With both the recession and an ever-growing awareness of the villification of all things masculine, men’s style has started turning back to its roots within the last few years. There’s been a huge increase in both the focus on quality and the aesthetic aspects of things that men wore in more masculine and affluent times.
I’ve talked before about shows like Mad Men and Boardwalk Empire having a sartorial effect on what men are starting to wear and what’s being offered (Banana Republic had an entire Mad Men line of clothes for a while); and I personally look forward to a time when a man under 50 can wear a mustache without it looking goofy/ironic/hipster.
So I’ve seen pictures of this guy over the last few months and can’t quite make up my mind about his overall style. Part of me really likes that he’s dressing in such a masculine and traditional way, but so much of it can seem forced or costumey. And looking at the guy, where he’s from and the circles he runs in, I doubt he’s going to be picking bar fights, spitting tobacco or acting the chauvanist anytime soon.
Yes there’s a right way to do it and no it does not involve a polo shirt. Have you ever wondered why shirts even come with collars? They feel restrictive. They’re superfluous fabric. It’s an extra thing to iron. It seems like we’d be better off not having to wear them. The thing about the collar though is that it does exactly what good clothing is supposed to do – draw attention to the features of the person wearing them.
A collar is like the frame of a picture – without one it looks unfinished. Too much and it overpowers the picture by drawing focus to the frame itself. A good collar and a good frame enhance the appearance of what they’re framing without drawing any attention to themselves.
What’s the first thing you see when you look at this guy?
Everything about this is wrong. But the collar is the first thing to jump out at you. It takes a minute to see him.
Contrast that with these two.
Crisp shirts with collars that frame perfectly. Being a movie star helps but you get the point.
Just wearing a button-up shirt won’t do that for you though. Unless you prop up your collar the correct way, it’ll get lost underneath your jacket like this.
Enter the collar stay. These are little pieces of plastic you slide in your collar to keep it from hiding under or popping in front of your jacket lapel when you’re tieless, or from having the tips of your collar roll up when you’re wearing a tie.
You can find little jars like this in almost any clothing store. I found mine at Brooks Brothers but have seen them at places like J Crew and Banana Republic. Mine came with about 15 pairs in three different sizes and cost me less than five bucks. These are what you want to wear any time you have a tie on and do a decent job of keeping your collar sharp when you don’t have a tie, but they’re not quite as good as what you see on the Ocean’s gentlemen.
For that you have to make a bit more of an investment. It’s more than worth it though. In fact, I’m working on a post that includes the top 25 essentials any man should have in his wardrobe and these are one of them.

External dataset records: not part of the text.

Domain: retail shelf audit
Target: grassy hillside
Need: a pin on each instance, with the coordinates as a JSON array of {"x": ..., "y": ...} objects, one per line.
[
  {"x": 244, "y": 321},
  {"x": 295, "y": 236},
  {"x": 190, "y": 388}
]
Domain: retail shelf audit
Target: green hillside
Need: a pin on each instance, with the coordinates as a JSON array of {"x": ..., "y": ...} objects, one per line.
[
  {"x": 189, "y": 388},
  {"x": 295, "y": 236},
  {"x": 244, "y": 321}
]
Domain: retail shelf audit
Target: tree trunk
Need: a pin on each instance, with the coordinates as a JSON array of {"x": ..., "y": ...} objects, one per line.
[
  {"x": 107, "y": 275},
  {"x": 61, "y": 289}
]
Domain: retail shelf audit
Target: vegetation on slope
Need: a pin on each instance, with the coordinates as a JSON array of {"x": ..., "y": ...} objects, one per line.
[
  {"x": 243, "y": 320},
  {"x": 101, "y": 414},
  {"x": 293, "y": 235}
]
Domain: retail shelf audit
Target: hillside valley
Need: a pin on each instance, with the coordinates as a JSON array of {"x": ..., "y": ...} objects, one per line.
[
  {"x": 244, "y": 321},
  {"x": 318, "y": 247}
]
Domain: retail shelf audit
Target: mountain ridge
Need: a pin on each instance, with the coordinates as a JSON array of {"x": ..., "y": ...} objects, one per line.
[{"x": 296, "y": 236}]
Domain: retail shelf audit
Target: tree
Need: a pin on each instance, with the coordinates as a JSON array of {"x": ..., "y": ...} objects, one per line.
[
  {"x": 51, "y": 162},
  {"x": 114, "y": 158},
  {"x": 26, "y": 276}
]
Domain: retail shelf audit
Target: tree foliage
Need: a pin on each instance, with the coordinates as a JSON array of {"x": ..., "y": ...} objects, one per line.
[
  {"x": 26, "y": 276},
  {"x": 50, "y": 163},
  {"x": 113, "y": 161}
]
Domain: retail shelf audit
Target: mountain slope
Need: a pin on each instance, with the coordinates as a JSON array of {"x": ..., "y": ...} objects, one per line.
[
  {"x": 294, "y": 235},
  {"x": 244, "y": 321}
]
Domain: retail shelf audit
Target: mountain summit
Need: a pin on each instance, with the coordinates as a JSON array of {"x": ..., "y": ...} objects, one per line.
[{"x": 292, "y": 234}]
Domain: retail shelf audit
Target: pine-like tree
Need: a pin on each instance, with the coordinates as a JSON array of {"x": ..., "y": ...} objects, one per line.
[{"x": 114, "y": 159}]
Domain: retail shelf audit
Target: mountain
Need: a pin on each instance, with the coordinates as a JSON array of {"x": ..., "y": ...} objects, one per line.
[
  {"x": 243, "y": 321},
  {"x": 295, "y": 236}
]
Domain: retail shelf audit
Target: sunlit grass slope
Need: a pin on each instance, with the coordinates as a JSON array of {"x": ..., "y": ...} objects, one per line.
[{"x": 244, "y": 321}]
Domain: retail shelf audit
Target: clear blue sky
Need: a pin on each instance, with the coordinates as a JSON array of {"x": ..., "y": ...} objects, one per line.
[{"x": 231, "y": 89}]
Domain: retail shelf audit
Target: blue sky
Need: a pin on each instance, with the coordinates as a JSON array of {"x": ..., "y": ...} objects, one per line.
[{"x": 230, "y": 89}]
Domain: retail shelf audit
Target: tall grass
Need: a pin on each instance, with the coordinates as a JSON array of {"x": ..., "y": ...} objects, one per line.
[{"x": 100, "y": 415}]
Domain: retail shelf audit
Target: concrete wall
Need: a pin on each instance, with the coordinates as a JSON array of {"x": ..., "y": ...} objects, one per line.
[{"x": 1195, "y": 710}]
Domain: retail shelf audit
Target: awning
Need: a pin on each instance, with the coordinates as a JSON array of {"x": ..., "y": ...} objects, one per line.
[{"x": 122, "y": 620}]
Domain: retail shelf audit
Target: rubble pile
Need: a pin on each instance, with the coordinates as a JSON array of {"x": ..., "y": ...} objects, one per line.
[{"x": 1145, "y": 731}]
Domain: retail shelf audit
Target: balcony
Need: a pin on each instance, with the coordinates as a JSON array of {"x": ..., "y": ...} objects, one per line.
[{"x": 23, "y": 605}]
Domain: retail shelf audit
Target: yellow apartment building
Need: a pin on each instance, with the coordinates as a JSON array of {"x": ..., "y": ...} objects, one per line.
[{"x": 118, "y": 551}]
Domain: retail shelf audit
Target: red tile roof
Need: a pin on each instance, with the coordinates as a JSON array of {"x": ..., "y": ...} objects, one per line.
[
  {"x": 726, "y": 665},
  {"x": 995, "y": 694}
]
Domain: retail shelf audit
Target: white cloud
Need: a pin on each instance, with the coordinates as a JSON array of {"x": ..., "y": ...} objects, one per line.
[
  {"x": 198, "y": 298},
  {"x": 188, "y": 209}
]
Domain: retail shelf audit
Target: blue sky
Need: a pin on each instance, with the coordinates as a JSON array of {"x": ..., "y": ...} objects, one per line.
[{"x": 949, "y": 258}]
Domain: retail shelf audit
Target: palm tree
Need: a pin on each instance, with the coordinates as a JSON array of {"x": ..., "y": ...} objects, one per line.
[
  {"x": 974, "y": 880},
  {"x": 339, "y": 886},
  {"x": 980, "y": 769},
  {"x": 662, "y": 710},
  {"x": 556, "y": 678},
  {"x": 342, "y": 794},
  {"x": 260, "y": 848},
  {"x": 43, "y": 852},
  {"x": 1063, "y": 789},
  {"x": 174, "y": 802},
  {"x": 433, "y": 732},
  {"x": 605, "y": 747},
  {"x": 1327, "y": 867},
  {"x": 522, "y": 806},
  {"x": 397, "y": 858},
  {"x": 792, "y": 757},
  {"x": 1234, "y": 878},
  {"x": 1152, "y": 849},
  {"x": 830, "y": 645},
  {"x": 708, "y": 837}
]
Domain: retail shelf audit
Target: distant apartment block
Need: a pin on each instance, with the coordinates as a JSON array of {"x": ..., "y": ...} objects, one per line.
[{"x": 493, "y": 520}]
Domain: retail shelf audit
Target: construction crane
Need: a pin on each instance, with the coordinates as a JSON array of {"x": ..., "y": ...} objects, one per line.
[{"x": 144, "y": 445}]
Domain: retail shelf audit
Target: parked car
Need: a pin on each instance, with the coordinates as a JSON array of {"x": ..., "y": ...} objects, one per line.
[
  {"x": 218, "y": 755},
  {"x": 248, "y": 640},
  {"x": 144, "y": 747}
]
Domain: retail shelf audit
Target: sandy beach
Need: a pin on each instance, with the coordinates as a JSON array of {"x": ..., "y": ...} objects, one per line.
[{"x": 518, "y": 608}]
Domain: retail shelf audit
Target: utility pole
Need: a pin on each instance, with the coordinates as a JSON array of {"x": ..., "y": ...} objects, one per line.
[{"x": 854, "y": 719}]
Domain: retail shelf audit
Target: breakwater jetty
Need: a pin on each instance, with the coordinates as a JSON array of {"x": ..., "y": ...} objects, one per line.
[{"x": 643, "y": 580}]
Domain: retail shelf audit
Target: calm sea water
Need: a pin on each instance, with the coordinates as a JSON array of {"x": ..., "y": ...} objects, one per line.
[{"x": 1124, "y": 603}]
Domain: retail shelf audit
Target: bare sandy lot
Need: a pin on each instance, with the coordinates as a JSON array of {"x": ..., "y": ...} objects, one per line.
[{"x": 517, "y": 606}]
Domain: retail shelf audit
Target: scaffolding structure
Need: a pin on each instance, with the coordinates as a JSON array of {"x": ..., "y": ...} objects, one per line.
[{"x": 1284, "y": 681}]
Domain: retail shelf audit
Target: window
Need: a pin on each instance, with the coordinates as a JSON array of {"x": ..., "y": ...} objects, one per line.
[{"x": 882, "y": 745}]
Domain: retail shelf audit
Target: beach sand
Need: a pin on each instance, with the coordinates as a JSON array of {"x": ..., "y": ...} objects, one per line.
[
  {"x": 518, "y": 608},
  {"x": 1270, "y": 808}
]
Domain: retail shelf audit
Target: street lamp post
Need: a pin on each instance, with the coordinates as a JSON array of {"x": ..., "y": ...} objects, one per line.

They’re called Wurkin Stiffs and essentially they’re metal collar stays with a powerful magnet you use to keep them attached where you want on your shirt. The price is a bit daunting. If I remember right, I paid about $25 for mine and got them at Nordstrom Rack but they’ve been worth every penny. It’s the small and subtle things that can really set you apart and these are a great way to step up your style game. And remember to keep that second button undone.
* I have not been offered anything from Wurkin Stiffs to endorse their product. They don’t even know I exist.
Most men will dress casually unless they have a reason to do otherwise. And since casual has devolved into sloppy, most men dress sloppily unless they have a reason to do otherwise.
Transitioning from the jeans and t-shirt uniform to something more appealing is difficult and one of the main reasons why is you can feel overdressed and awkward by outdressing everyone else.
A good way to make the transition easier is by adopting the high-low mentality.
Essentially you mix elements of a dressier wardrobe with those of a more casual one. The go-to staple for this is jeans with a button-up shirt and blazer. It’s the perfect outfit for going out on the weekend, visiting family on Sunday or going to class. Casual enough that you never look out of place but dressy enough you don’t look like a slob.
But there are other iterations of this ideal as well. One that I’ve been toying with lately is wearing dress slacks and shoes with a t-shirt and a leather jacket. By going dressy on bottom and casual on top, you still accomplish the high-low effect but are able to do so in a way that separates you from other men. In a sea of dark jeans and navy blazers, a pair of tweed or flannel pants and some leather is going to stand out – in a good way.
Be careful in how you interpret casual though. Wearing a blazer and tie with holey, boot-cut jeans will still make you look goofy. Choosing more casual fabrics in dressier or more classic cuts is the key to pulling off the high-low. Here’s a good example from Primer.
Same goes for the dressy element. A real sartorialist can pull off a tuxedo jacket with his jeans, but most of us are better off with a blue blazer instead.
By upping your casual and decreasing your dressy, your total overall appearance will look more uniform.